Ergenekon'un ilk dalgasında gözaltına alınan ve 11 ay tutuklu kaldıktan sonra tahliye edilen Noel Baba Barış Konseyi Başkanı Muammer Karabulut, Başbakan Tayyip Erdoğan tarafından adına yollanan ve 'Değerli Kardeşim' diye başlayan propaganda mektubuna, mektupla yanıt verdi: "Kardeşiniz değilim..."
Ergenekon soruşturması kapsamında gözaltına alınan ve 11 ay tutuklu kaldıktan sonra tahliye edilen Noel Baba Barış Konseyi Başkanı Muammer Karabulut, Başbakan Tayyip Erdoğan tarafından seçim propagandası için hazırlanan ve isme özel olarak kendisine gönderilen mektuba, mektupla karşılık verdi.
Antalya'daki evinin posta kutusuna bırakılan mektubun "Değerli Kardeşim" hitabıyla başlamasını samimiyetsizlik olarak değerlendiren Karabulut, "Bu mektup isme özel olarak geldiği için Başbakan Erdoğan'a cevap verme ihtiyacı duydum" diye konuştu.
Başbakan Erdoğan'ın propaganda mektubuna cevap olarak hazırladığı mektubu APS ile Türk Telekom'un Güzeloba Şubesi'nden gönderen Karabulut, "Bana ve aileme yaşattığı acıdan sonra adıma mektup yollayıp, oy isteyen bir zihniyete cevap vermek benim en doğal hakkım.
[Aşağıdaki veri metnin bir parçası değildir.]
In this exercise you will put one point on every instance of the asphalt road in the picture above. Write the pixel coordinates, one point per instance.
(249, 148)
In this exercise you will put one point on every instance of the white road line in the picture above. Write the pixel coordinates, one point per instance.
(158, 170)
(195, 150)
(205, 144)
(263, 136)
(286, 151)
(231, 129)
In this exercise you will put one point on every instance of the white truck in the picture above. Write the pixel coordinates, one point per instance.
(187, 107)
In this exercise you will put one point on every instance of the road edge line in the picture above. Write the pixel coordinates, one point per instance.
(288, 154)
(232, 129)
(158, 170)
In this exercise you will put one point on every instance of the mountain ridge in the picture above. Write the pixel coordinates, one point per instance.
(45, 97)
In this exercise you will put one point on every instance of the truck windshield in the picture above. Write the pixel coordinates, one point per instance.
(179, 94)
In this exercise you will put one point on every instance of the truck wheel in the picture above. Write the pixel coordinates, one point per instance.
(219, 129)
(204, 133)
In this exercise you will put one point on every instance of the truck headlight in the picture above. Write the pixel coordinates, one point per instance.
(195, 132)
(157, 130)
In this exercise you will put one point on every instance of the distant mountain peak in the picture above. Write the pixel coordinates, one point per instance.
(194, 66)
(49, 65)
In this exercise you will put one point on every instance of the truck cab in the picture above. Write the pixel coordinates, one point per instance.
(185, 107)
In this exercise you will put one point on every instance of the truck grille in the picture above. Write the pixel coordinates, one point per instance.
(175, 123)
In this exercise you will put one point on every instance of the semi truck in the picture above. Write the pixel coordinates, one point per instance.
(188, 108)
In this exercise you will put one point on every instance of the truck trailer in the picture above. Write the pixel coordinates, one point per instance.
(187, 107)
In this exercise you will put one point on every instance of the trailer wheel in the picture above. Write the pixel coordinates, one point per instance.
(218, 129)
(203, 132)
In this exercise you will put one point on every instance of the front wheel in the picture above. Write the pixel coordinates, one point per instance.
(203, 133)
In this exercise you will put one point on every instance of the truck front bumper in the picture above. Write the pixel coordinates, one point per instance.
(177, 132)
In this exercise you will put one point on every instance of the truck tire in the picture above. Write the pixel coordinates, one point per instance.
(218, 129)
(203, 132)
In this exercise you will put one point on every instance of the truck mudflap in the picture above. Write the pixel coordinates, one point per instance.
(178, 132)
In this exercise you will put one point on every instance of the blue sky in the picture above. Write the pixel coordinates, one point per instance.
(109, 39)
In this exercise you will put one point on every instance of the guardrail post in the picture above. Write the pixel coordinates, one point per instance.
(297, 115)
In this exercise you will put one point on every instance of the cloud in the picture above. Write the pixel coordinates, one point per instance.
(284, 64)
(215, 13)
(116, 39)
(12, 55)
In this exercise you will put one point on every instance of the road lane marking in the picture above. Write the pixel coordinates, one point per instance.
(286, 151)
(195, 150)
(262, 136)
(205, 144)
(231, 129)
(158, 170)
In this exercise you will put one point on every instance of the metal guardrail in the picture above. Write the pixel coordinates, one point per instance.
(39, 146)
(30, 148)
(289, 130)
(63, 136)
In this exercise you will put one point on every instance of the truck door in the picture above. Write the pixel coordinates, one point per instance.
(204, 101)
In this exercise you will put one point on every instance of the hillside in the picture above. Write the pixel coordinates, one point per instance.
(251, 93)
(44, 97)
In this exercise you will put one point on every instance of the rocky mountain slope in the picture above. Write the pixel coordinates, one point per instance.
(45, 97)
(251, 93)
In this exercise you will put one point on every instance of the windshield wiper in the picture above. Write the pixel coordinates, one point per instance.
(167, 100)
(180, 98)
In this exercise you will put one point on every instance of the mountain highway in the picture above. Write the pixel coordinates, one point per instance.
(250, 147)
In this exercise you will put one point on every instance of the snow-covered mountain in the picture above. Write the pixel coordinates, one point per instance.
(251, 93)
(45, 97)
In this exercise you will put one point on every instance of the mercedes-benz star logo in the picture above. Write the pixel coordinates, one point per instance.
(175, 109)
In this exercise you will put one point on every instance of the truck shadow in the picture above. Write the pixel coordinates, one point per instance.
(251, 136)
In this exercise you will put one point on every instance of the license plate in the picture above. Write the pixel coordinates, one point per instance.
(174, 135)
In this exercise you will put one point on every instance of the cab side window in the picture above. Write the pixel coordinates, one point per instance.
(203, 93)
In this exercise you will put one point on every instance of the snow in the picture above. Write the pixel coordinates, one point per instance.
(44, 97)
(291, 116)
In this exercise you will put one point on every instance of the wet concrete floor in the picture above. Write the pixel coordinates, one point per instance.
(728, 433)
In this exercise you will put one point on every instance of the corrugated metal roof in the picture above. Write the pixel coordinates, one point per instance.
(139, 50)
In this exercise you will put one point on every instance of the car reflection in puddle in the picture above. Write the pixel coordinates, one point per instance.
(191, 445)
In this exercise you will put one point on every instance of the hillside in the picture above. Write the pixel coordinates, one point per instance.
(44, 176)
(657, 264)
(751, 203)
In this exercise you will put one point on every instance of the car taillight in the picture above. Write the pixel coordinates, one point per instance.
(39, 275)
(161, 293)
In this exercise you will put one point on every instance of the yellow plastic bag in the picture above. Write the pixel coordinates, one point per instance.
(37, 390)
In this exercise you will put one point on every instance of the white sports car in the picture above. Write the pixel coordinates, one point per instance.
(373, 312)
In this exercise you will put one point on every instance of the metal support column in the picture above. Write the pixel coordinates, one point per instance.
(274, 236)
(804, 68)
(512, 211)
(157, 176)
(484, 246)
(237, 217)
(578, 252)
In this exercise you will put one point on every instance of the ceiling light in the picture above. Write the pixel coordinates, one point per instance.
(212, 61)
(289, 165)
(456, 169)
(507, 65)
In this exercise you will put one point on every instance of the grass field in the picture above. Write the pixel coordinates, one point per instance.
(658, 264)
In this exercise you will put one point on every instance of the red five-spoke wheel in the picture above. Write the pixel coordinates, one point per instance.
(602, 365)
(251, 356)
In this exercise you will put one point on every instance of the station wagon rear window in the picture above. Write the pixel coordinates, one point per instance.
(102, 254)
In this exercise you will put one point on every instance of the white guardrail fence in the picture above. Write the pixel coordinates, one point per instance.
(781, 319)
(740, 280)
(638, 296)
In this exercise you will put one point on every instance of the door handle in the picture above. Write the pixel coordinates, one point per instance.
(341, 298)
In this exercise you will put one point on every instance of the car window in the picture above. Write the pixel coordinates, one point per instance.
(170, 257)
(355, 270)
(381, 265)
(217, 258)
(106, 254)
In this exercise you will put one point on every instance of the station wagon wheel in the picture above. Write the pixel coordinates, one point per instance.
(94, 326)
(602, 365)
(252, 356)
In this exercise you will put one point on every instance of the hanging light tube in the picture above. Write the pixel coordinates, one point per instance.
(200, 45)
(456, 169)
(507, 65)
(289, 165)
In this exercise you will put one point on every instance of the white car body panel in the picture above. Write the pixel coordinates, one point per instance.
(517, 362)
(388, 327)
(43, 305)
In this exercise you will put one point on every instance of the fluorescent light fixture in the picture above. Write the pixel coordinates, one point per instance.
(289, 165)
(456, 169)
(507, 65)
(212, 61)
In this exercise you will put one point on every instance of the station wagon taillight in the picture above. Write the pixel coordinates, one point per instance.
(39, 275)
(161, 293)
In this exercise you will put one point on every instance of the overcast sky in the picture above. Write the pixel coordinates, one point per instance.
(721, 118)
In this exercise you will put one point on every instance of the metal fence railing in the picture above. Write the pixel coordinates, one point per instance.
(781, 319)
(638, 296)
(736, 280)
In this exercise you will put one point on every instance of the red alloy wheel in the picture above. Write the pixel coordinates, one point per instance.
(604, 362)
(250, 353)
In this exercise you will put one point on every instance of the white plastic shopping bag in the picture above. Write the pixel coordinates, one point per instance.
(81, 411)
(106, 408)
Sayın Başbakan, mektubuna verdiğim yanıtı umarım anlayarak ve hissederek okur" dedi.
Babamın öldüğünü çıkınca öğrendim
El yazısı ile hazırladığı mektubun konu bölümüne 'Kardeşiniz değilim' yazan Karabulut, mektubunda şu ifadelere yer verdi:
"Antalya'daki evimin posta kutusuna bırakılan, 'Sevgili Kardeşim' hitabı ile adıma yolladığınız mektubunuzu aldım. Mektubunuzun ilk satırında, bana ve aileme yaşattığınız acıdan sonra, alay edercesine ailemi selamlayan ve ardından da oy isteyişinizi ibretle okudum. Sayın Erdoğan, ilk önce ben sizin kardeşiniz değilim! Çünkü insan kardeşine eziyet etmez, haksızlık ise hiç yapmaz!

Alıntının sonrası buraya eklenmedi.